Comprehensive List of Feature Store Architectures for Data Scientists and Big Data Professionals
Feature store has become an important unit of organizations developing predictive services across any industry domain. Some of the earlier challenges in deploying ML solutions at scale involves :
To overcome the above limitations, Architects. Data scientists, Big Data, and Analytics professionals have felt the necessity to walk under one roof with one unified framework to facilitate easier collaboration, sharing of data, results, reports.
Departments, teams and organizations shared some of the similar notions of Feature Engineering:
While sharing a similar opinion, it became easier to come together and create a Unified Framework called Feature Store. This would enhance the speed of ML model deployment life-cycle along with the creation of proper documents, required version analysis, and model performance in order to save time and effort.
In this blog, we highlight on the features supported by different Feature Store frameworks, that are primarily developed by different leading industry giants.
Michaelangelo - a framework developed by Uber that allows feature integration/joining in both offline and online pipelines. Here Hive (Offline) and Cassandra (Online) acts as the main storage unit for raw/transformed features. It provides a horizontally scalable multi-tenant architecture for multiple models with suitable scaling and monitoring. Training jobs can be configured and managed through a web UI or an API, via Jupyter notebook.
It further provides options to define hierarchical partitioning schema to train models per partition, that can be deployed as a single logical model. This provides easy bootstrapping and helps to overcome challenges when several models need to be trained based on the hierarchical structure of the data.
At runtime during serving, it finds root to the best model for each node. Further its best known for its ability to support continuous learning, providing integration with AutoML, along with its support for distributed deep learning.

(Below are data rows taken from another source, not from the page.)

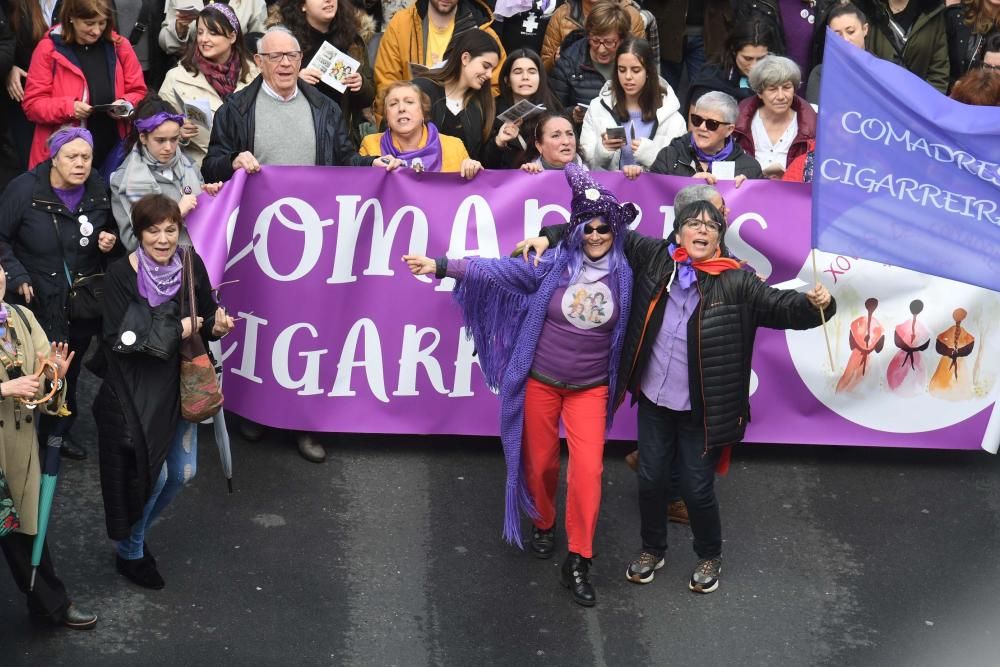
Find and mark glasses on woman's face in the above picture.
[583,224,611,236]
[258,51,302,64]
[588,37,621,51]
[681,218,722,234]
[691,113,732,132]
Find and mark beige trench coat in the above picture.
[0,304,66,535]
[160,63,259,168]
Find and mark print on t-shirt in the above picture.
[562,282,615,329]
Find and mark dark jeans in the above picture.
[660,35,705,100]
[38,320,101,446]
[0,533,69,623]
[638,395,722,558]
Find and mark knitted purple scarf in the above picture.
[455,248,632,548]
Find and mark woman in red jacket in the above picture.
[21,0,146,173]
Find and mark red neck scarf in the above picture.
[673,246,742,276]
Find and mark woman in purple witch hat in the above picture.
[403,164,637,607]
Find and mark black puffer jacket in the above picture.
[549,38,607,110]
[0,160,118,340]
[201,76,375,183]
[542,225,836,448]
[649,132,764,178]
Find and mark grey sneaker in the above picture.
[688,557,722,593]
[625,551,664,584]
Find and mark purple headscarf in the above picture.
[49,127,94,157]
[135,111,184,134]
[379,123,441,171]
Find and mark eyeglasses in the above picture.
[257,51,302,63]
[681,218,722,234]
[588,37,622,49]
[691,113,732,132]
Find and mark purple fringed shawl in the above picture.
[454,248,632,548]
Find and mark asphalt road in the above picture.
[0,370,1000,667]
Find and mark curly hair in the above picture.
[180,7,251,83]
[278,0,361,53]
[962,0,1000,35]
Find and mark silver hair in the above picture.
[674,183,722,216]
[694,90,740,123]
[257,23,302,51]
[749,56,802,94]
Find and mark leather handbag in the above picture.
[181,249,223,423]
[0,470,21,537]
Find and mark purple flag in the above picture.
[813,31,1000,290]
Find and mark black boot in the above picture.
[562,551,597,607]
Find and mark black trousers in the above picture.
[0,533,69,623]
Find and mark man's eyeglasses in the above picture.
[583,224,611,236]
[691,113,732,132]
[257,51,302,63]
[588,37,622,49]
[681,218,722,234]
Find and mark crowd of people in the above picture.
[0,0,1000,628]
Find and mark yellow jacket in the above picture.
[375,0,507,118]
[358,127,469,173]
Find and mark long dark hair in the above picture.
[497,49,562,112]
[422,28,500,141]
[181,7,250,83]
[611,38,664,122]
[718,21,782,71]
[125,93,180,155]
[278,0,361,53]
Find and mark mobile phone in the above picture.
[604,125,625,141]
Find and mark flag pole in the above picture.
[812,248,836,373]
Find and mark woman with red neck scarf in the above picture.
[525,201,836,593]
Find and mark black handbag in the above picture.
[67,273,104,321]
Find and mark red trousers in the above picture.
[521,378,608,558]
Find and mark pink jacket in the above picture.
[21,26,146,169]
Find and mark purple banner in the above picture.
[189,167,1000,449]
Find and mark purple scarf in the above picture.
[379,123,441,171]
[691,134,736,164]
[135,245,183,308]
[454,249,632,548]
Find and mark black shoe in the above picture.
[115,555,166,591]
[63,604,97,630]
[59,436,87,461]
[562,551,597,607]
[531,526,556,558]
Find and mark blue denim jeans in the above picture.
[118,419,198,560]
[638,396,722,558]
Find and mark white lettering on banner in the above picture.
[726,213,774,280]
[840,111,1000,186]
[524,199,569,239]
[233,313,267,384]
[820,158,1000,225]
[392,324,448,396]
[326,195,431,285]
[327,317,389,403]
[253,197,333,282]
[271,322,329,396]
[448,327,479,398]
[434,195,500,292]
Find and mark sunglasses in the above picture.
[691,113,732,132]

Google released Feast which is primarily built around Google Cloud services: Big Query (offline) and Big Table (online) and Redis (low-latency), with Apache Beam for feature engineering. It allows a clear separation between big data and model development. This online predictive service allows feature sharing among teams with strong consistency between model training and serving.
Further Feast comes with centralized feature management, discovery, feature validation, and feature aggregation. The feature columns reside inside wide-entity tables. In addition, the composite entities separate individual features.
Wix provides a platform for feature-sharing across different ML models for both batch and real-time datasets. It supports a pre-configured set of feature families on the site and user-level for both training and serving models. The different stages of data management, model training and deployment are marked and show in the figure above. It further uses S3 to store real-time extracted features.
The Feature Store developed by Comcast helps data scientists to reuse versioned features, upload online (real-time)/streaming data, and review feature metrics by models. The product is available in multiple pluggable feature store components. The built-in model repository contains artifacts related to data pre-processing (normalization, scaling) displaying the required mapping to the features needed to execute the model. Further, the architecture is built using Spark on Alluxio (open source data orchestration layer that brings data close to compute for big data and AI/ML workloads in the cloud), S3, HDFS, RDBMS, Kafka, Kinesis. The Model deployment with Kubeflow helps to build a resilient, highly available distributed systems with support for rate-limiting, shadow deployments, and auto-scaling.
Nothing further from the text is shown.